Back in the dot com boom I was pitching over and again in the UK & California to anyone that would care to listen to my awesome tech startup ideas. Over and again, I would hear an investor mantra that was repeated consistently and constantly – is this a painkiller or a vitamin? This has always stuck with me and resonates even more so today as it did 20 years ago.
With the gargantuan volumes of cash that were made and lost during the dot com bubble, investors became increasingly more savvy. Losses hurt; losses teach a tough lesson; and scarred memories litter the playing field. As a result, the investors’ filtration process has become even more finetuned today.
With the exception of many tech startup CEO’s, who may consider themselves masochists, no-one actually loves pain. Pain needs fixing and it needs fixing now – not in 6 months. If we have a headache we need a painkiller; right now! A vitamin, on the other hand, provides us with better health in the longer term.
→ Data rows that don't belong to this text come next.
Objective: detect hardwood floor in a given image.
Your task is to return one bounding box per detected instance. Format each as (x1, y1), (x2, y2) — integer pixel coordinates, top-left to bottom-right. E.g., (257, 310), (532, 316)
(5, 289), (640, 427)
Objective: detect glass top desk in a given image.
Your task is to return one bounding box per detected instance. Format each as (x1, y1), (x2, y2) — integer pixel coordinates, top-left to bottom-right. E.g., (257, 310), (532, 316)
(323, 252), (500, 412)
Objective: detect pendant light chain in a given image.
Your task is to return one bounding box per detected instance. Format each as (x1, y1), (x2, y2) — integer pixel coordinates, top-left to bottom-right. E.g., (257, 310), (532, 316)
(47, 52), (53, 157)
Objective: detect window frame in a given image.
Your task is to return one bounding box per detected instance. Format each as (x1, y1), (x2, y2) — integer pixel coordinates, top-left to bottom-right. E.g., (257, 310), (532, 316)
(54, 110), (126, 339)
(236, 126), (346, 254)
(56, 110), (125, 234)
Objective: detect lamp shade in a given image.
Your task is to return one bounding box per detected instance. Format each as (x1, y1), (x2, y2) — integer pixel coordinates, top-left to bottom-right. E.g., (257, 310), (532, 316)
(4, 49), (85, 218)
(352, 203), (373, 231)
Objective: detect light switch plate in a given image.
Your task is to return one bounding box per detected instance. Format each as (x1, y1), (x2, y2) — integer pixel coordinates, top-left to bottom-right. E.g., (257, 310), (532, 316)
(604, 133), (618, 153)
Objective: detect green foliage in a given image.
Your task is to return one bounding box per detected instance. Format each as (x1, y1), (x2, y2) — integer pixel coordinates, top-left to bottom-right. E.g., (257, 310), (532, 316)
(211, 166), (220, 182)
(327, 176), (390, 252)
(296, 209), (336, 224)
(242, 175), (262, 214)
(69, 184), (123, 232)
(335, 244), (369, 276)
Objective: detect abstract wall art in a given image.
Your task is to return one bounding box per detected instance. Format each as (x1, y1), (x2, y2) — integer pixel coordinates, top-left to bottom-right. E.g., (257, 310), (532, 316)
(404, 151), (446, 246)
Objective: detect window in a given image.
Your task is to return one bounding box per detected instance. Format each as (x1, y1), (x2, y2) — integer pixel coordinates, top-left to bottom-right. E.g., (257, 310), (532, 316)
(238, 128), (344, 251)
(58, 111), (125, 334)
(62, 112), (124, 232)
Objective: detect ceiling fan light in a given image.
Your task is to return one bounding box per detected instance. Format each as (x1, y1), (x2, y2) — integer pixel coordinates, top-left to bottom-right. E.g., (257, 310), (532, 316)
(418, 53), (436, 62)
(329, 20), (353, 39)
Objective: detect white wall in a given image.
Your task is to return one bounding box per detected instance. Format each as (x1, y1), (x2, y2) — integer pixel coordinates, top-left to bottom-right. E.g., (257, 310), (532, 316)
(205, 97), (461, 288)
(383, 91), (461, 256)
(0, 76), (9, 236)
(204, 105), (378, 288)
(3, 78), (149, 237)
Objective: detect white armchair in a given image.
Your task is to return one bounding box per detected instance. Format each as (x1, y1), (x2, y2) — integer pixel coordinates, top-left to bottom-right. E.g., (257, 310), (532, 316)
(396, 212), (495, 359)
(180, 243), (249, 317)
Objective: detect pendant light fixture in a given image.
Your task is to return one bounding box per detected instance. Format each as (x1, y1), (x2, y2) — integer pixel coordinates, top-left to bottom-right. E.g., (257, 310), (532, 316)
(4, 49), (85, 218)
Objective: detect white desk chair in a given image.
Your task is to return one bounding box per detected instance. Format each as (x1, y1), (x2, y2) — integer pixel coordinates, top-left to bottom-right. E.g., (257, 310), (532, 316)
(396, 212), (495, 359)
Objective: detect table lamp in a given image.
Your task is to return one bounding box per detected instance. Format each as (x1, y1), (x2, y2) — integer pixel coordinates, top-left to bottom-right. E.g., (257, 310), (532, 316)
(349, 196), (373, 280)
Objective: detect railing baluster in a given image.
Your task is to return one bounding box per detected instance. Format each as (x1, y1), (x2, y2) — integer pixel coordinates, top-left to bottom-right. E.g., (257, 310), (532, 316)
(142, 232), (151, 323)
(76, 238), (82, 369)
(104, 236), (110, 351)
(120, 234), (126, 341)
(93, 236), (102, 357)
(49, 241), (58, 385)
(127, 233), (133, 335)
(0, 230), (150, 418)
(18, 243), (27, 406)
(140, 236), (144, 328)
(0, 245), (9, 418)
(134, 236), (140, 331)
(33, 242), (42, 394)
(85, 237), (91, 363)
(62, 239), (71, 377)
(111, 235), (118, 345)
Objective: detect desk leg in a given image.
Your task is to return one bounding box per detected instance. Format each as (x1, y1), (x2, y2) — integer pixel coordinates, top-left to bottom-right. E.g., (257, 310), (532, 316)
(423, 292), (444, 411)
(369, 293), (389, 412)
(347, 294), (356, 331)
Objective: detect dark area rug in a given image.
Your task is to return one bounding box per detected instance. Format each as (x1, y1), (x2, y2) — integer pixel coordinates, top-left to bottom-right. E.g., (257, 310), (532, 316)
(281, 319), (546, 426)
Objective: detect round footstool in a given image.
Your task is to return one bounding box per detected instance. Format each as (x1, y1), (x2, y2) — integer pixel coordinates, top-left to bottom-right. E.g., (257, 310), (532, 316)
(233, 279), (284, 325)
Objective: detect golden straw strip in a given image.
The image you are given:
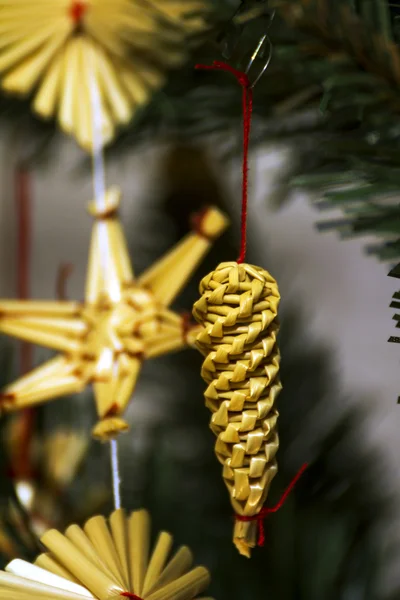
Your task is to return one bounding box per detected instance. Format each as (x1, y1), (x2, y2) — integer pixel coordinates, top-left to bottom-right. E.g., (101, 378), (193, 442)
(84, 516), (129, 588)
(0, 300), (81, 318)
(65, 525), (112, 578)
(41, 529), (123, 600)
(146, 567), (210, 600)
(142, 531), (173, 596)
(110, 509), (130, 589)
(128, 510), (150, 596)
(0, 571), (87, 600)
(149, 546), (193, 593)
(6, 559), (93, 598)
(34, 554), (78, 583)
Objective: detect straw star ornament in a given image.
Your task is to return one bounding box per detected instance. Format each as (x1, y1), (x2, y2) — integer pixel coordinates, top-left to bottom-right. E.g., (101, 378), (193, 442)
(0, 0), (211, 151)
(0, 188), (227, 440)
(0, 510), (212, 600)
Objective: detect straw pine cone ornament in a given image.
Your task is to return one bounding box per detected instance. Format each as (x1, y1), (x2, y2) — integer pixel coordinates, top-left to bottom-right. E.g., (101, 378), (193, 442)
(193, 262), (281, 556)
(0, 510), (211, 600)
(0, 0), (208, 151)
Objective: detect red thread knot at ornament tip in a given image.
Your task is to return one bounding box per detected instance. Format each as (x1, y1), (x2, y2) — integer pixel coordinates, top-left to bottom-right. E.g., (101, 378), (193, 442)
(69, 0), (87, 25)
(235, 463), (308, 546)
(196, 60), (253, 263)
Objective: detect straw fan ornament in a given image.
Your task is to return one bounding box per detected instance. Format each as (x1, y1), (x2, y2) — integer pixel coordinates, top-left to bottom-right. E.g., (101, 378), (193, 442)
(0, 510), (211, 600)
(0, 0), (212, 151)
(0, 188), (228, 441)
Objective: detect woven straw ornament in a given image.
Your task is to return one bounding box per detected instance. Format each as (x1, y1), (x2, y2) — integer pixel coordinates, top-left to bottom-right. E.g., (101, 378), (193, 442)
(0, 188), (228, 441)
(193, 262), (281, 556)
(0, 510), (211, 600)
(0, 0), (211, 151)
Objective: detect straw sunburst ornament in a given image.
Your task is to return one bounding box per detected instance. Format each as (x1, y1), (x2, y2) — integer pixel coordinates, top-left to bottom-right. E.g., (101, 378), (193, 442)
(0, 510), (211, 600)
(0, 188), (227, 440)
(0, 0), (211, 151)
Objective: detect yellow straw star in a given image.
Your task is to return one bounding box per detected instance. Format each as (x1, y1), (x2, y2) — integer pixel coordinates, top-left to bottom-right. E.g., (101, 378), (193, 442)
(0, 188), (227, 440)
(0, 0), (210, 152)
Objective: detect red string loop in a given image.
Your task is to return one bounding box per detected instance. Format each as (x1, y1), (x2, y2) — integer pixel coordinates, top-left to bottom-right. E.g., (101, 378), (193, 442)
(235, 463), (308, 546)
(196, 60), (253, 264)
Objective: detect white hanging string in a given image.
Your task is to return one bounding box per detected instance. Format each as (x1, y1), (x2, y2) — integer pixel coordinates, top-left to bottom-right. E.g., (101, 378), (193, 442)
(110, 440), (121, 510)
(90, 55), (121, 510)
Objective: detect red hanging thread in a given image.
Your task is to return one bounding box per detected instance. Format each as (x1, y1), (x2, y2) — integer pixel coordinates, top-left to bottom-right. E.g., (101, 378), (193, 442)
(11, 164), (35, 479)
(235, 463), (308, 546)
(196, 60), (253, 263)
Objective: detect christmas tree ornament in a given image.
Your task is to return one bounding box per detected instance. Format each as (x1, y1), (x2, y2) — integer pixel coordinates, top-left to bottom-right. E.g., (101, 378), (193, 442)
(0, 188), (227, 441)
(0, 510), (211, 600)
(0, 0), (208, 151)
(193, 262), (282, 554)
(193, 61), (306, 557)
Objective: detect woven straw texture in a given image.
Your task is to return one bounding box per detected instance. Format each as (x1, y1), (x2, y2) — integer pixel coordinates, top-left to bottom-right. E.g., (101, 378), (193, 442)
(193, 262), (281, 556)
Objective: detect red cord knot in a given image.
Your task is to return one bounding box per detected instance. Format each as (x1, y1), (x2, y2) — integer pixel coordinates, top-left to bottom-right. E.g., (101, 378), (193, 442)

Whilst getting additional Vitamin tablets is clearly good for our overall wellbeing, it is not critical to our health, today. A vitamin is a “nice to have”, a painkiller is a “must have”. Consider this within the landscape of our customers – you know – that all too often elusive subspecies of the tech startup ecosystem that actually pays all our bills.
Pain represents significant customer problems and customers will pay to have them fixed. If a restaurant has a gaping hole in their ceiling, it needs it fixed before the restaurant can re-open and customers eat their food. A re-paint, on the other hand, merely adds to the restaurant ambience; it can always be delayed and put off. The bigger the pain, the greater importance attached to it, and the greater importance have it fixed – and to pay to have it fixed, right now. The degree of pain also helps define two key business metrics that investors love to see.
First, the potential for scale. If an industry has a core problem that is not being addressed – for example Identity security – then the potential to address the industry issue presents the opportunity to scale, globally. If it is a “nice to have” for an industry, customers will be in two minds as to whether they actually need it. It becomes a much harder sell, and the potential for scale much lower.
Second, longevity. Following the GFC, globally, times became tough; and when times get tougher we all cut back on those non-essential items – gym membership, the number of visits to the hairdresser etc. These expenses are not critical to our day to day lives. These are the vitamins in our lives and represent discretionary spending – that spending left after paying for the essentials. Discretionary spending always falls in tough times.
As a result, investors will always look to back painkillers and not vitamins. After all they are not backing you for the goodness of their health, they’re backing you for the goodness of their wallets.